Chinese gold demand grew by 32 percent despite a concurrent 25 percent rise in the annual average local currency gold price. For the first three months of the year, China's investment demand more than doubled to 90.9 tons compared to India's 85.6 tons.

Unlike in other countries, the demand for gold in China was being driven by mainly its population's cultural affinity to the yellow metal. Most of China's gold output stays in the country where it is transformed into jewelry and manufactured items as buying and gifting the gold is an integral part of their culture.

Also gold and its colour has a special significance in Chinese culture as it is a symbol of good luck and the colour of the attires of the emperors. The colour is  used as mourning colour for Chinese. Gold is also used in the dragons which are legendary representation in the Chinese civilization.

Hedge against inflation:

The other main reason behind the surging demand is concern over domestic inflation pressure and poor performance of alternative investments, combined with expectations of further gold price gains.

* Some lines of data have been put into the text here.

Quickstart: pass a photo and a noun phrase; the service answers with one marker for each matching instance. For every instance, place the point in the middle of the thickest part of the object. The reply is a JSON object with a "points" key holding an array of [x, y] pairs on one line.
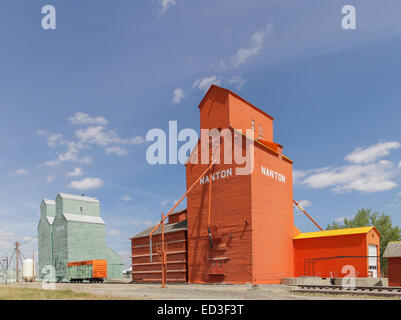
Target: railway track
{"points": [[336, 289]]}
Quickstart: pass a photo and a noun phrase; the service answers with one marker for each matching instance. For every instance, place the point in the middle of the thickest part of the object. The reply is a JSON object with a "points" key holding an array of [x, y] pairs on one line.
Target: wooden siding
{"points": [[176, 251]]}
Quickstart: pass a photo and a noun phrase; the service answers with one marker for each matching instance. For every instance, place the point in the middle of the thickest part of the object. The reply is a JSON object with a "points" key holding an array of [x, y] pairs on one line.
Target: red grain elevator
{"points": [[251, 216]]}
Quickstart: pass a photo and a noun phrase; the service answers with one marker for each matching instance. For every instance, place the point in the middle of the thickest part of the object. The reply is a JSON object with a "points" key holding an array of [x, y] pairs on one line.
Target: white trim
{"points": [[49, 202], [83, 218], [80, 198]]}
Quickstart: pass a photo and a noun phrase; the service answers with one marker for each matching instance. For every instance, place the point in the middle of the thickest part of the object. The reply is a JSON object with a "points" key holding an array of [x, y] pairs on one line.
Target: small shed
{"points": [[393, 255], [338, 253]]}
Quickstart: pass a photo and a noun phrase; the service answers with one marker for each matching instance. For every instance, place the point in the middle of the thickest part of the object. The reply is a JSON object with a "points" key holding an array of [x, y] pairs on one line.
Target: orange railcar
{"points": [[91, 270]]}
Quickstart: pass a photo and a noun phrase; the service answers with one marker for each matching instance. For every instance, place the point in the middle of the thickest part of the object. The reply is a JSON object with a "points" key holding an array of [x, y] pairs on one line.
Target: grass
{"points": [[12, 293]]}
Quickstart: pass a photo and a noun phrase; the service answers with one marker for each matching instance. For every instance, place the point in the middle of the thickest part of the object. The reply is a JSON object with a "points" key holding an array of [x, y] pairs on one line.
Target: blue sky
{"points": [[77, 102]]}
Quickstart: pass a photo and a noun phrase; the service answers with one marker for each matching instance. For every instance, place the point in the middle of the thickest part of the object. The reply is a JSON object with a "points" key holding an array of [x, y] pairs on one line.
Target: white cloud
{"points": [[21, 172], [98, 135], [367, 176], [370, 154], [54, 139], [76, 173], [6, 244], [94, 134], [86, 184], [178, 95], [6, 234], [114, 232], [116, 150], [126, 198], [166, 4], [205, 83], [85, 119], [256, 45]]}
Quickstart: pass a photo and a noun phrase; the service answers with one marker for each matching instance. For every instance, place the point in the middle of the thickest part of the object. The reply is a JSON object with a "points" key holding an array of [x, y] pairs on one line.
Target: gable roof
{"points": [[393, 249], [82, 218], [171, 227], [80, 198], [226, 91], [49, 202], [336, 232]]}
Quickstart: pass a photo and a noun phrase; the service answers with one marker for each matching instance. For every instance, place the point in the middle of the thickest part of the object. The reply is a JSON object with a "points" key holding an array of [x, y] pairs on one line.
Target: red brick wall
{"points": [[230, 209], [272, 218], [241, 116]]}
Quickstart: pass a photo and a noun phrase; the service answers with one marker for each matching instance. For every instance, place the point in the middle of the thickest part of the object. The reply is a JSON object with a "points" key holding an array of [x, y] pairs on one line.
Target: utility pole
{"points": [[163, 254], [6, 272], [33, 266], [17, 258]]}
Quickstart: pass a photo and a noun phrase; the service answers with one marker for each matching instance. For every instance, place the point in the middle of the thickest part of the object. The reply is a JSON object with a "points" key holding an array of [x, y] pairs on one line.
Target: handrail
{"points": [[300, 208], [175, 206]]}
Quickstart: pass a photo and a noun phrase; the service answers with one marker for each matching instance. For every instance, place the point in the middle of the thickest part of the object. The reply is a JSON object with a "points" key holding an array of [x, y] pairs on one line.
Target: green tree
{"points": [[382, 222]]}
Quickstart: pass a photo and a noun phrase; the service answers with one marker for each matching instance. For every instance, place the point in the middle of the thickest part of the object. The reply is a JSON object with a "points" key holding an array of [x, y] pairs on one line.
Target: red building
{"points": [[393, 255], [337, 253], [244, 231]]}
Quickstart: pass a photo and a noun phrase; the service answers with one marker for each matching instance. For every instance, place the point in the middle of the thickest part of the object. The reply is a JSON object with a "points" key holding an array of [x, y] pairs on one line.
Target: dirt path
{"points": [[185, 291]]}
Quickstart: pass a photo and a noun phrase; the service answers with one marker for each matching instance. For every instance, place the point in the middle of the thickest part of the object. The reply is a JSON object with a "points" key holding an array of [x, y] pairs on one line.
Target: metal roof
{"points": [[171, 227], [83, 218], [80, 198], [49, 202], [336, 232], [393, 249]]}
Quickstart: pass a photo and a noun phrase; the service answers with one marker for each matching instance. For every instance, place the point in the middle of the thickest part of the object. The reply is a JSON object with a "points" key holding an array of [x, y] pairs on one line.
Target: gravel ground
{"points": [[193, 291]]}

The expectation for higher inflation has fueled great interest among investors to hold physical gold, which led to higher imports. People see gold as a hedge against inflation as the country’s tightening monetary policy drives investors from stocks and properties to gold.

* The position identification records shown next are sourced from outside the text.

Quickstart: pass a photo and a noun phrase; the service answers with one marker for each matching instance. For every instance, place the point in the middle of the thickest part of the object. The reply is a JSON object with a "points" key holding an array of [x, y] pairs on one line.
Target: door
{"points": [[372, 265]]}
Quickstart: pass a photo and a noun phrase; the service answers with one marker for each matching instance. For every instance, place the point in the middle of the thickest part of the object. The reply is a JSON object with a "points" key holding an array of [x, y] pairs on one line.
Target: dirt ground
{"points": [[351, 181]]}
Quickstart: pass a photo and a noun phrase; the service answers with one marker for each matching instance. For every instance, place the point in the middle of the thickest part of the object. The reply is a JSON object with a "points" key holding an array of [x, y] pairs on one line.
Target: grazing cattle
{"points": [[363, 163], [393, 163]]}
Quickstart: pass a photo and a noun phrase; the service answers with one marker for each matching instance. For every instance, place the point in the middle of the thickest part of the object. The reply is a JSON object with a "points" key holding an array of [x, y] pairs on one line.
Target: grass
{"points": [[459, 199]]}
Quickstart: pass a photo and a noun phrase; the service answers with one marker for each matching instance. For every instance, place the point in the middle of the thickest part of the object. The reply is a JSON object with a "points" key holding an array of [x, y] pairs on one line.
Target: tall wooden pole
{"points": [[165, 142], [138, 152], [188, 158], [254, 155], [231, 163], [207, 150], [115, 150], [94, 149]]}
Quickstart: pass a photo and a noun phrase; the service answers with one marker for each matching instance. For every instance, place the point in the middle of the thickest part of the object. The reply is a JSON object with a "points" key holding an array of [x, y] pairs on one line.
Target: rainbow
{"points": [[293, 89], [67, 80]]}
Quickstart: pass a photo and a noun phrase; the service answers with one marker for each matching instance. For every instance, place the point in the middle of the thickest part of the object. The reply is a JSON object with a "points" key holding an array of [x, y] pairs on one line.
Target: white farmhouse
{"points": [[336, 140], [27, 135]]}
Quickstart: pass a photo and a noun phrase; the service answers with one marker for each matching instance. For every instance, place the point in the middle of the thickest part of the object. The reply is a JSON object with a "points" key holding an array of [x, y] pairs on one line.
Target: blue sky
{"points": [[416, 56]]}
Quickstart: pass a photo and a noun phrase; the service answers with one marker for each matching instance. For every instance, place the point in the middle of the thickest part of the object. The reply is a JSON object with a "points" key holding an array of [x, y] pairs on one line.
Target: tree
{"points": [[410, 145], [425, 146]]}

If China wants the yuan to become a global reserve currency, holdings of gold should be increased to match the United States. China has only 1,054 tonnes of gold compared to United States 8000 tonnes of gold in reserve.

China has more than $2.5 trillion in reserve and dollars are its biggest asset. So they can use that reserve for radically increasing their store of gold.

Chinese local gold production is insufficient to supply the retail and institutional market as well as the central bank. So Beijing has encouraged retail consumption by expanding the number of banks allowed to import bullion.